鹿老渡についていろいろ調べましたのでまとめます。
まず
国土地理院地図を見ると、
堀切橋は幅20メートル程度の水路にかかっている橋です。google mapの
ストリートビューで見ても、かなり両岸が近いようです。
『芸藩通志』「巻之三十八 安芸郡三」の
鹿老渡湊」の項目によると
鹿老渡湊 倉橋島にあり、南北二港ありて、南は下浦とて東北風を防ぎ、北は日浦とて西南風を防ぐ、享保年間に始て家を移し市を成す、今一聚となれり、或は云、からうとは韓泊の義を訛り称せるなるべしと、此地周防洋の口なれば、古韓船繋泊せることもありぬべし、鹿老渡の西、財崎、室尾にも埠頭もあり、
とあります。『芸藩通志』は広島藩の地誌で、文政8年(1825年)に完成したとされておりますが、その『芸藩通志』「巻之三十六 安芸郡一下」に
倉橋島の地図」が掲載されています(右側が南)。これを見ると、鹿老渡の部分は半島になっていて、水路が描かれていません。
国立公文書館所蔵の
天保国絵図安芸国(天保9年(1838年))では、「かろうと」と書かれていますが、同じく水路は描かれていません。
また伊能大図彩色図の「
伊豫 諸島 安芸 広島」を見たところ、こちらでも水路が描かれていません。伊能が瀬戸内の山陽道川を測量したのは1806年(文化3年)のこととされております。正直国絵図が正確に地形を反映しているとは思いませんが、伊能図は海岸線だけは正確に測量しているはずですので、このことから19世紀前半では、おそらく鹿老渡は倉橋島と陸続きであったと推測されます。

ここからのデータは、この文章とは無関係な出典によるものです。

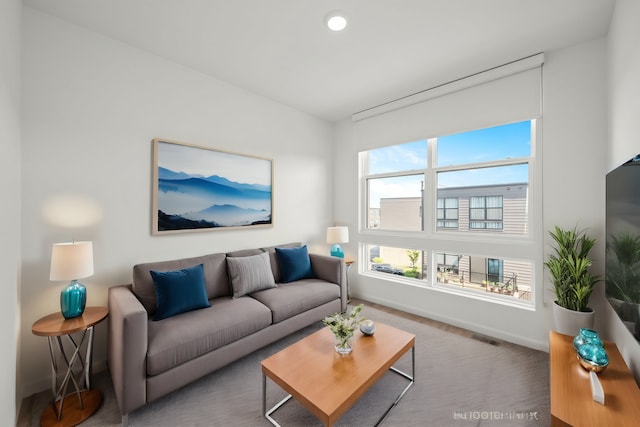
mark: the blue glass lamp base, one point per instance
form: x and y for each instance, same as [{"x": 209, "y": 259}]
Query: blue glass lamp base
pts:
[
  {"x": 73, "y": 299},
  {"x": 336, "y": 251}
]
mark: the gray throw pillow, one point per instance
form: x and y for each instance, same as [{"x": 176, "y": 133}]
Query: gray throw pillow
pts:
[{"x": 250, "y": 274}]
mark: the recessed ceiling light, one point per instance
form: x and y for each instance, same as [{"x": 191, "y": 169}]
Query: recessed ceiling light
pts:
[{"x": 336, "y": 20}]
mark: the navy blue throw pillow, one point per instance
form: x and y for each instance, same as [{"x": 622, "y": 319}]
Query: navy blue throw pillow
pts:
[
  {"x": 179, "y": 291},
  {"x": 294, "y": 264}
]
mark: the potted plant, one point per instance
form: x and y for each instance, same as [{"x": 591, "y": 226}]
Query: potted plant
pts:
[{"x": 569, "y": 266}]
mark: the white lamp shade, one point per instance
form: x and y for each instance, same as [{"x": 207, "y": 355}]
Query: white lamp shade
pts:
[
  {"x": 337, "y": 235},
  {"x": 71, "y": 261}
]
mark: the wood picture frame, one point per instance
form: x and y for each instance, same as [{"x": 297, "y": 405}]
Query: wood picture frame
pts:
[{"x": 197, "y": 188}]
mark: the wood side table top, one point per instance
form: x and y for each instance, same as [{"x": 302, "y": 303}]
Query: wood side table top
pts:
[
  {"x": 55, "y": 324},
  {"x": 571, "y": 400},
  {"x": 327, "y": 383}
]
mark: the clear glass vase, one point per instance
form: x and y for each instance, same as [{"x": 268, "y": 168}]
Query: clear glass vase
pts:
[{"x": 343, "y": 345}]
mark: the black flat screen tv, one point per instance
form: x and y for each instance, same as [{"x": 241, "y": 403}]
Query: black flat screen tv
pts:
[{"x": 622, "y": 280}]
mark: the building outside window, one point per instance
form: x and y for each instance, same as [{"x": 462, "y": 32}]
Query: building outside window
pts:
[
  {"x": 485, "y": 212},
  {"x": 475, "y": 184},
  {"x": 447, "y": 213}
]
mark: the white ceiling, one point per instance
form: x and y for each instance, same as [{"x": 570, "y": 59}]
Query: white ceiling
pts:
[{"x": 392, "y": 48}]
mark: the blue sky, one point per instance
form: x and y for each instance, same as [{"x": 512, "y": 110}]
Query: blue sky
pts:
[{"x": 483, "y": 145}]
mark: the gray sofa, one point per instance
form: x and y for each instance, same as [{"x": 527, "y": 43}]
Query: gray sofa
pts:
[{"x": 150, "y": 358}]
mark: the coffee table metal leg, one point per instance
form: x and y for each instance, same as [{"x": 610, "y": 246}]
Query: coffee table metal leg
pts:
[
  {"x": 267, "y": 414},
  {"x": 411, "y": 379}
]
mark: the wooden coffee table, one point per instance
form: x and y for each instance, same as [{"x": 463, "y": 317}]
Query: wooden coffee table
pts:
[{"x": 328, "y": 384}]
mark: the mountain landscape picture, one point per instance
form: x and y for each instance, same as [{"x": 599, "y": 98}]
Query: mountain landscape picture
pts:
[{"x": 198, "y": 188}]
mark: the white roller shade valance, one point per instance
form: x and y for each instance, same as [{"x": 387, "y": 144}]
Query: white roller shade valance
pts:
[{"x": 501, "y": 95}]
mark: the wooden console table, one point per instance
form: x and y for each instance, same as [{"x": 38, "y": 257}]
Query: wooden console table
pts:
[{"x": 571, "y": 400}]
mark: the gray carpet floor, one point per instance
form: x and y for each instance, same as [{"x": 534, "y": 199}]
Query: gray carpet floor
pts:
[{"x": 459, "y": 381}]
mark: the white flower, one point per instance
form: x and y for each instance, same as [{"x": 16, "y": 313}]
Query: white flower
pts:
[{"x": 343, "y": 325}]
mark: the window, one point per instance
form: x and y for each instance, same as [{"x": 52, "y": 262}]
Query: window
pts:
[
  {"x": 435, "y": 191},
  {"x": 447, "y": 214},
  {"x": 485, "y": 212},
  {"x": 400, "y": 262},
  {"x": 494, "y": 270}
]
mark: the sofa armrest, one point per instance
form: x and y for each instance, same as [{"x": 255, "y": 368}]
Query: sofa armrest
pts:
[
  {"x": 331, "y": 269},
  {"x": 127, "y": 348}
]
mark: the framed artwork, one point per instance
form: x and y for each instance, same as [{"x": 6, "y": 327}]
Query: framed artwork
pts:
[{"x": 201, "y": 189}]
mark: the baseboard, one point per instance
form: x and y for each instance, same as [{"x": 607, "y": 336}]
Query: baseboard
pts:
[{"x": 478, "y": 329}]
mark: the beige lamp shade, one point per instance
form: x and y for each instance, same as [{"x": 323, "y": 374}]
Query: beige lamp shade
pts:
[
  {"x": 71, "y": 261},
  {"x": 337, "y": 235}
]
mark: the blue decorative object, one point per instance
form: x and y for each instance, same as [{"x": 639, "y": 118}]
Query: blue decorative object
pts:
[
  {"x": 336, "y": 250},
  {"x": 73, "y": 299},
  {"x": 593, "y": 357},
  {"x": 294, "y": 264},
  {"x": 587, "y": 336},
  {"x": 335, "y": 236},
  {"x": 72, "y": 261},
  {"x": 179, "y": 291},
  {"x": 367, "y": 327}
]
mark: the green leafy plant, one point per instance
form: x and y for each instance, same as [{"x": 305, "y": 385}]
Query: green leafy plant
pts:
[
  {"x": 343, "y": 325},
  {"x": 569, "y": 267}
]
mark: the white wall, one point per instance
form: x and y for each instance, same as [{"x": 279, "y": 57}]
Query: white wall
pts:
[
  {"x": 10, "y": 12},
  {"x": 623, "y": 84},
  {"x": 91, "y": 108},
  {"x": 574, "y": 132}
]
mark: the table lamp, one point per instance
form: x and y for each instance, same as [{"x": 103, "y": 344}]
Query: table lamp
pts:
[
  {"x": 72, "y": 261},
  {"x": 335, "y": 236}
]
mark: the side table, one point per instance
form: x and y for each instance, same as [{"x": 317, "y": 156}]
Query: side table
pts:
[
  {"x": 348, "y": 263},
  {"x": 73, "y": 407}
]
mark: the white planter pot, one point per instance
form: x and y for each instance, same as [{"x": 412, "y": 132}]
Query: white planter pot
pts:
[{"x": 569, "y": 322}]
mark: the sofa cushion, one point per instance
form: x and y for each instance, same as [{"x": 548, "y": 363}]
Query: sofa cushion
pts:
[
  {"x": 181, "y": 338},
  {"x": 275, "y": 267},
  {"x": 294, "y": 264},
  {"x": 250, "y": 274},
  {"x": 215, "y": 277},
  {"x": 290, "y": 299},
  {"x": 179, "y": 291}
]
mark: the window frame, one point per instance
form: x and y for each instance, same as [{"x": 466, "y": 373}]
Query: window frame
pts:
[{"x": 481, "y": 242}]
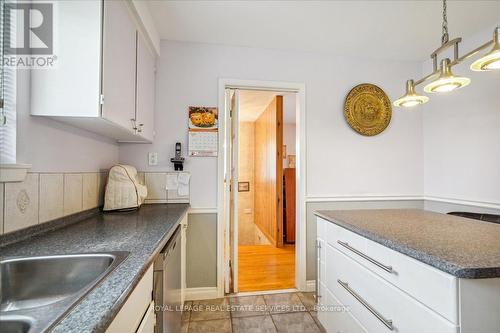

一方スタンフォード大学のサイトで閲覧可能の、陸軍参謀本部作成の
五万分一地形図(大正14年(1925年)修正版)では、既に鹿老渡の堀切橋が完成しているようにみえます。
『広島県史 第1編』(大正10年(1921年))に収録の
安芸国全図でも、既に水路は存在するようにみえます。
ただ解像度の低い大阪毎日新聞『日本交通分県地図』の
其二 広島県(大正12年(1923年))などでは水路は確認できません。
いくつか調べたところ、『日本警察彰功録 下巻』(明治24年(1891年))の
一節に
広島水上警察署巡査平田大己巡回シテ宇和木浦ニアリ就テ之ニ協力ヲ求メ共ニ又鹿老渡ニ向フ
之ヲ探ルニ二賊初メ会場ノ争闘ヲ知ラズ暁天残灯ノ下ニ酒杯ヲ傾ケ献酬
時ヲ移ス適々海辺土民ノ騒擾スルヲ聞キ始メテ党与ノ就縛シタルヲ知リ匆々樓ヲ出テ鹿老渡堀切ニ向テ逃走シタリ
然ルニ村長岩本孝祐ハ二賊ノ逃路ヲ絶チ嚢中ノモノトナシ容易ニ捕獲セン
と「鹿老渡堀切」という言葉が見つかりました。つまり19世紀末には「堀切」が存在したことになります。
以上から推測するに、堀切の水路が作られたのは19世紀のこと。明治維新後は呉に海軍が置かれた影響で鹿老渡での自由な往来が阻害されたので、おそらく鹿老渡が最盛期を迎えた幕末頃に掘削されたのではないかと推測します。
『倉橋町史』、あるいは最近出版された『呉市史』関連の書籍を読めばもう少し絞れるかもしれませんが、自分の身近ではちょっと手続きがめんどくさい図書館(コロナ以降事前予約が必要になってしまった)にしか見当たりませんでした。
【追記】愛媛県宇和島市の日振島は、スタンフォード大学公開の地形図では、
昭和9年(1936年)の時点において南北に分かつ水路もなく南北を繋げる道もありません。おそらく道を作ったときに下を通る水路も掘られたのでしょう。長崎県対馬市の対馬、岡山県瀬戸内市の長島、日振島、倉橋+鹿老渡島の4島に関しては、全部人為的な水路があとから作られたようで、それが国土地理院公開の島面積合算にそのまま反映されているようです。